1 Accord, BancOhio Nat'l Bank v. Quito (June 22, 1990), Ross App. No. 1527. See, also, Bank One Dayton, N.A. v. Doughman (1988),59 Ohio App.3d 60, 64, 571 N.E.2d 442 ("when we read R.C. 1317.01(Q), 1317.031 and 1317.032 together, we conclude that the General Assembly intended to continue the distinction between an installment contract made with the retail seller and an installment note made with a financial institution, and not to make the installment note subject to the entirety of the provisions of R.C. Chapter 1317. We conclude that the legislature did not intend to merge an installment note into an installment sale if executed in connection with a consumer transaction."). See, also,Huntington Bank v. Elkins (1987), 43 Ohio App.3d 64, 67-68,539 N.E.2d 1135.

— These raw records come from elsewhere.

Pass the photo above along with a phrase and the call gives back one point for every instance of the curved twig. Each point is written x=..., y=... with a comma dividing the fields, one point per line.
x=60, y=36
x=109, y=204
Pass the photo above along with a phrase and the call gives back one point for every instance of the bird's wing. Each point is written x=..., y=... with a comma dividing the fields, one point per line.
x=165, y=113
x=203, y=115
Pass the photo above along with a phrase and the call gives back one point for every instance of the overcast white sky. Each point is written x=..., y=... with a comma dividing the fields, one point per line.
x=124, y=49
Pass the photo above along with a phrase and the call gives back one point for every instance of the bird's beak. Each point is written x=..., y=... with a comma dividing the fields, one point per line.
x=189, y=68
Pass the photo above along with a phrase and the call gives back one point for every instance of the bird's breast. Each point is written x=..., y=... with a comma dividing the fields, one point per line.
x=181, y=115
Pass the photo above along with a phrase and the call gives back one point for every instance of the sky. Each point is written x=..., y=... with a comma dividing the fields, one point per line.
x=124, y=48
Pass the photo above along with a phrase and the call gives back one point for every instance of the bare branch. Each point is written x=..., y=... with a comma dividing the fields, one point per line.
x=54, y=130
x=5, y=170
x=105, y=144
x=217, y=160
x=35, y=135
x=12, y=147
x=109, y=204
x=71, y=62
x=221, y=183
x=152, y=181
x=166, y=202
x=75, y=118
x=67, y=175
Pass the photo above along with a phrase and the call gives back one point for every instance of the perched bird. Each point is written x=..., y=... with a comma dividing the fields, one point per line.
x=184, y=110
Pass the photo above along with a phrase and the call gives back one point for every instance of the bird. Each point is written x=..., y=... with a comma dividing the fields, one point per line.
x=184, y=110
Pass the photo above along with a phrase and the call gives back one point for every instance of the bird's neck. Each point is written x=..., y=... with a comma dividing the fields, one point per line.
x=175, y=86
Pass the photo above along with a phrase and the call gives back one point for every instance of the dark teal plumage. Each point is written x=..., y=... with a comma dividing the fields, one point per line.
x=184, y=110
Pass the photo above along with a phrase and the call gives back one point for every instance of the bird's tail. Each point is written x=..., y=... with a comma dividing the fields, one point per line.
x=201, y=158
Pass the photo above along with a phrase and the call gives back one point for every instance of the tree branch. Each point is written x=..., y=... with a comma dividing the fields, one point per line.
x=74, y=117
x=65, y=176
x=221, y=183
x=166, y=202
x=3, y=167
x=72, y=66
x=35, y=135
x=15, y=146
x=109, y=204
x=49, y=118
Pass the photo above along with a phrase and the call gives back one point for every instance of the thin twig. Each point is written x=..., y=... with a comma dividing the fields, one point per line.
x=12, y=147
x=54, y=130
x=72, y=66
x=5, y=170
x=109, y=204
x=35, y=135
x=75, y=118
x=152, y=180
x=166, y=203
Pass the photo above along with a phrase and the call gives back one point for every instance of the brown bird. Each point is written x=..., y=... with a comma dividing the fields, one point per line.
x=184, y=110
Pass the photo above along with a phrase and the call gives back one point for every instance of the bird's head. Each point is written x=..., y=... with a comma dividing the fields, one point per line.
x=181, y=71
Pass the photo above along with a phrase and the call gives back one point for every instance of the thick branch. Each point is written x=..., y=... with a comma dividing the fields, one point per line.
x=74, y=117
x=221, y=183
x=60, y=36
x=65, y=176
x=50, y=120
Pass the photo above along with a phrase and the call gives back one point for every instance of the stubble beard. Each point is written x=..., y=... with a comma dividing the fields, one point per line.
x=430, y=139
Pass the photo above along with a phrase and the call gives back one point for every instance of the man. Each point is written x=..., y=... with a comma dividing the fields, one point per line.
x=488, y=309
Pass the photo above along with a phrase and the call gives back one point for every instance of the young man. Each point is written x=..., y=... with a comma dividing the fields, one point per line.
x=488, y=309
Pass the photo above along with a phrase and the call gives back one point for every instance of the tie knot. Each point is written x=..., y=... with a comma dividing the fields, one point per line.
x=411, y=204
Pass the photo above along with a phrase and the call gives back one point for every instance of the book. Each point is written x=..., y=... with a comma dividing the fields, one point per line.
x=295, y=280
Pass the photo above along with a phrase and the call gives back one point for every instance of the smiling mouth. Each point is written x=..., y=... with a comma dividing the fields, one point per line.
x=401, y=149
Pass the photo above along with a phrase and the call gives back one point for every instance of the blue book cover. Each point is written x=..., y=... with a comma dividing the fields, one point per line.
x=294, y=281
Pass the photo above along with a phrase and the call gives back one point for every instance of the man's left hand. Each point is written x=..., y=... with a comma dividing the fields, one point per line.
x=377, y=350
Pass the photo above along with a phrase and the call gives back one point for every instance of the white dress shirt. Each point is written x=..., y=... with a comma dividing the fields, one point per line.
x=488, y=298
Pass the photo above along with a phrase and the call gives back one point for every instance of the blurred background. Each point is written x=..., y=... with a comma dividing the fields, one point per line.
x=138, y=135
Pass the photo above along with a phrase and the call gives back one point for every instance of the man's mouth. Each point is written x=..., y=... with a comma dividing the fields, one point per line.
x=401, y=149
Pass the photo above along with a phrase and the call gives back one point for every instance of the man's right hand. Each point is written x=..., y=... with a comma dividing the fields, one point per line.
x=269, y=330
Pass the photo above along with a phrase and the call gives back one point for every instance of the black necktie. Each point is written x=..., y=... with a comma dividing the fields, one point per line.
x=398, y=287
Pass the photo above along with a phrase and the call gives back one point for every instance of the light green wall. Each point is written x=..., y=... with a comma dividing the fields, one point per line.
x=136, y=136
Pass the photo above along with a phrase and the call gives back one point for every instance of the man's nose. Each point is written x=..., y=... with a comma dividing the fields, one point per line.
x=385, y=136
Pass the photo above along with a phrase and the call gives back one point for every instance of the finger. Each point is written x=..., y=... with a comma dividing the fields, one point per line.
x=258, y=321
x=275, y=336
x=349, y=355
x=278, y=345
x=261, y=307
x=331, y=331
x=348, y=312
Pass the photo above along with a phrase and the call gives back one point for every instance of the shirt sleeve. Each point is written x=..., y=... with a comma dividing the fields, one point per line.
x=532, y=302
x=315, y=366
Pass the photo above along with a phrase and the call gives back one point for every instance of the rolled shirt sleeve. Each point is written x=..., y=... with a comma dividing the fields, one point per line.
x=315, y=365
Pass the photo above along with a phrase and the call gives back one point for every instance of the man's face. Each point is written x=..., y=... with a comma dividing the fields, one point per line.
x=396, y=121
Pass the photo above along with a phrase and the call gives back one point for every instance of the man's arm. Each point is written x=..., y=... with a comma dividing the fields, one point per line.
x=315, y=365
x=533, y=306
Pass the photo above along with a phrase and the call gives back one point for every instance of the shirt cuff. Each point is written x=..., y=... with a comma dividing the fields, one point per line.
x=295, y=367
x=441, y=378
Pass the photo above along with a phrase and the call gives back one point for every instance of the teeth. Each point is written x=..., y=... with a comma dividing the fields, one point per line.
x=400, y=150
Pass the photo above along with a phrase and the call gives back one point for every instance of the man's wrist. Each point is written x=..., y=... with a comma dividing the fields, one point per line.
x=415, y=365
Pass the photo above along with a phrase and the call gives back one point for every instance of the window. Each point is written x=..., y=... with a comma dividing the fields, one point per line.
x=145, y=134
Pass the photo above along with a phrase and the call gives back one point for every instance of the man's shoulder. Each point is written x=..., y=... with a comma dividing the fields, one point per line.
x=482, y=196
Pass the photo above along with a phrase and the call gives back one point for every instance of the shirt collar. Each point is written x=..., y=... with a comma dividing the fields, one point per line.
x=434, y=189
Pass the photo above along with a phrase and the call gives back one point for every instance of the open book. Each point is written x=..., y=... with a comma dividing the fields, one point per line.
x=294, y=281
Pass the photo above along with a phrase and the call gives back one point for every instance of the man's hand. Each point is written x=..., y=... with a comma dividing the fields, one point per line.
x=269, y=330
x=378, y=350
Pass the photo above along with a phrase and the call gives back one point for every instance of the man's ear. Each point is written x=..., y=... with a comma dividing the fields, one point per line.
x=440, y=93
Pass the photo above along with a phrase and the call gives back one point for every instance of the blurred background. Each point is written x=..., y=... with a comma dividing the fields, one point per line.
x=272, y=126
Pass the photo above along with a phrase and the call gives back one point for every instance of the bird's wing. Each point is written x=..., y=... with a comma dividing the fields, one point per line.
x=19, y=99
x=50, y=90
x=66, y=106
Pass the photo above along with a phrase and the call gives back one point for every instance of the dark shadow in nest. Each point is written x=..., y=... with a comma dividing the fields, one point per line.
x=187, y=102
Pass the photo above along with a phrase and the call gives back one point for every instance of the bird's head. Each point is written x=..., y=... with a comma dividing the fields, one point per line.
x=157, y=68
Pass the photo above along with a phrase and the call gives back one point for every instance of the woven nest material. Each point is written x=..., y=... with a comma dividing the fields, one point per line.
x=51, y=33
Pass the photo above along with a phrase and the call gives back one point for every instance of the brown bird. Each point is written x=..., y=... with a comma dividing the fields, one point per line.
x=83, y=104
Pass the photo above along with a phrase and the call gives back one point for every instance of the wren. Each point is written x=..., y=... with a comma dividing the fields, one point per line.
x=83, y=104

2 The trial court went on to discuss the fact that the Ohio Mortgage Loan Act ("MLA") permits lenders who register under the MLA to charge a loan origination fee in addition to the maximum 25 percent interest allowable under RISA. As appellants correctly observed in their merit brief, it is irrelevant that CMI is a MLA registrant; the question is whether CMI is subject to the usury provision of RISA and whether CMI violated it. Having fully determined these two issues, and having concluded that CMI did not violate RISA, we find it unnecessary to review the trial court's findings with respect to the MLA.

3 Elkins, supra.

4 R.C. 1345.02(A). (Emphasis added.)

5 The trial court went on to determine that, even if the CSPA did apply, CMI had not violated any of its provisions. The parties have argued this issue on appeal; however, because we have concluded that the CSPA has no application herein, we need not discuss that determination of the trial court.